When identity confidence drops, security teams respond with control, increasing step‑up authentication. Lockouts multiply, abandonment rises and the involvement of AI agents makes managing incidents even more complex.
Only 18 percent of respondents to a survey commissioned by Strata Identity and conducted by the Cloud Security Alliance (CSA) are “highly confident” that their current IAM systems can manage agent identities effectively.
Rather than implementing purpose-built, runtime authorization aligned to agent intent and context, around half of organizations are extending existing human identity access management models to discover and govern agent behavior. That results in mismatched privilege boundaries and unclear accountability. They can see “some agents some of the time, but rarely in one place or in real time,” Strata noted.
But blanket friction isn’t inevitable.
As Layman said in CX Today’s roundtable discussion:
“We need to stop thinking about authentication as a black‑and‑white yes or no. It’s a continuum of probability. You might be 95 percent likely to be Ron—or 25 percent likely. That should entitle you to different things.”
Graduated authentication, in which access scales with confidence and risk, allows organizations to preserve CX without compromising security.
“We’re going to have to get much better at breaking the path,” Zayas added. “Not everything deserves the same level of friction.”
Security friction damages CX most when it’s unexpected.
“If we insist that everything will be easy and rosy, perhaps we are lying,” said Miguel Fornes, Information Security Manager at Surfshark. “There is a security paradox. The most secure computer is switched off in a bunker.”
Customers are more accepting of friction when they understand why it exists.
“We tell customers upfront: this is going to be an unpleasant experience,” Zayas explained. “Not because we want to make it hard—but because if we made it easy, we’d be giving away the keys to the kingdom.”
Expectation‑setting, not friction elimination, is becoming the defining CX skill.
Across industries, leaders are rethinking identity as a core component of operational resilience. Setting customer expectations, rather than focusing on eliminating friction, is key. Clear communication that explains why friction exists, when it will occur and what customers can expect next turns security into a signal of competence, reducing frustration even when experiences slow down. Transparency is the difference between customers feeling protected and feeling punished. As Fornes suggested:
“Security assumes controls will fail. That philosophy needs to apply to identity too.”
That means designing for identity degradation, prevention and recovery journeys and continuity under pressure.
When Identity Fails, CX Fails and AI Raises the Stakes
Always‑on CX doesn’t fail when systems go down.
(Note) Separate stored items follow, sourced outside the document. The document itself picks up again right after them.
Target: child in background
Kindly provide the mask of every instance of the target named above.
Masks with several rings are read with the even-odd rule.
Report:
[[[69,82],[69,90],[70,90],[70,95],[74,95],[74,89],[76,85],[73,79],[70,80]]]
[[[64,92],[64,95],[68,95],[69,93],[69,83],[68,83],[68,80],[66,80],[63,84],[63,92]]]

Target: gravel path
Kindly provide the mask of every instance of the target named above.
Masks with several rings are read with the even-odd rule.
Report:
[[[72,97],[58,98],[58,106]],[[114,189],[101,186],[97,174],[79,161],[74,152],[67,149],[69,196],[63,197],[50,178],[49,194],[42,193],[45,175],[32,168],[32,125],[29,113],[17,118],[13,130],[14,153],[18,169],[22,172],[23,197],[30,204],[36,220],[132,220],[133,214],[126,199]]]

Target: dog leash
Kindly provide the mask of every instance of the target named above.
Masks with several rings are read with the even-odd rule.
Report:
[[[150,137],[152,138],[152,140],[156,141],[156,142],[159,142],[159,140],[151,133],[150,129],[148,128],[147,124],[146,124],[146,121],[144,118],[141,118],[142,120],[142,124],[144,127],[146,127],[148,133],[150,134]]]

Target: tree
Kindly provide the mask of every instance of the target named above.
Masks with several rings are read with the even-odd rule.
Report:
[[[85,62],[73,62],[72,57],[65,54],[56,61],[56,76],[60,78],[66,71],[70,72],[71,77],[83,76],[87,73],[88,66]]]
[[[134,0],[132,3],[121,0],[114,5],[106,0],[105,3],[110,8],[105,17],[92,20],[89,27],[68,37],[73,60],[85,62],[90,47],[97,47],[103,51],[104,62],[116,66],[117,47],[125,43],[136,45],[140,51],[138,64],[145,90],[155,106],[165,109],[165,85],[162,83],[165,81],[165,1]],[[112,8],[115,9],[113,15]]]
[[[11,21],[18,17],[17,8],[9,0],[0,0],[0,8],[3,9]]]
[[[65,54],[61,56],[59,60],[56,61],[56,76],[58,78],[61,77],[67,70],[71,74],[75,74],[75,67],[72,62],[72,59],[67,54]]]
It fails when identity disappears. When customers lose recognition, trust evaporates but when identity holds—even imperfectly—recovery becomes possible.
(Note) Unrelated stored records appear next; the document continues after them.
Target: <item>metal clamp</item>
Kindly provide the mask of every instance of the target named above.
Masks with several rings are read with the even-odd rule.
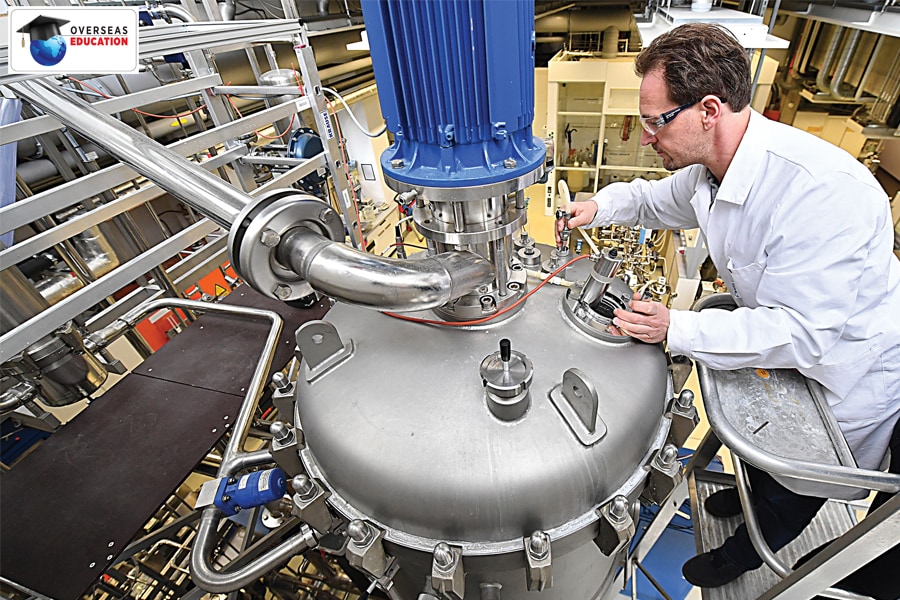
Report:
[[[650,470],[650,477],[647,480],[647,486],[641,492],[641,498],[661,505],[672,493],[672,490],[681,483],[682,474],[681,463],[678,461],[678,448],[672,444],[666,444],[656,453],[647,468]]]
[[[545,531],[535,531],[525,538],[525,558],[528,561],[526,572],[528,591],[542,592],[553,586],[553,557],[551,555],[550,536]]]
[[[462,600],[466,593],[466,572],[462,548],[440,542],[431,561],[431,587],[451,600]]]
[[[597,509],[599,530],[594,543],[606,556],[615,556],[634,537],[634,519],[628,508],[628,498],[616,496],[605,506]]]
[[[291,487],[294,488],[294,495],[291,497],[294,508],[291,513],[320,534],[331,531],[335,519],[326,503],[331,492],[302,474],[291,480]]]
[[[667,441],[680,448],[700,422],[700,415],[694,406],[694,392],[681,390],[681,393],[672,399],[666,416],[672,421]]]
[[[269,426],[272,434],[272,458],[289,477],[302,473],[300,450],[304,447],[303,433],[299,429],[275,421]]]
[[[390,560],[381,543],[384,531],[355,519],[347,526],[347,537],[350,538],[350,542],[347,544],[346,556],[351,566],[365,571],[376,579],[387,572]]]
Eric Olden, Co-Founder & CEO at Strata Identity, explained that “enterprises are coming to realize that securing AI agents isn’t just about tweaking existing IAM processes, rather it requires rethinking identity architecture altogether. Static credentials, manual provisioning, and siloed policies can’t keep pace with the speed and autonomy of agentic systems.”
“The future of identity must be orchestrated, contextual, and continuous, enabling real-time authentication, authorization, and auditing wherever agents operate.”
The organizations that successfully navigate identity management of humans alongside agents will be the ones that never forget who the customer is, especially when everything else is breaking.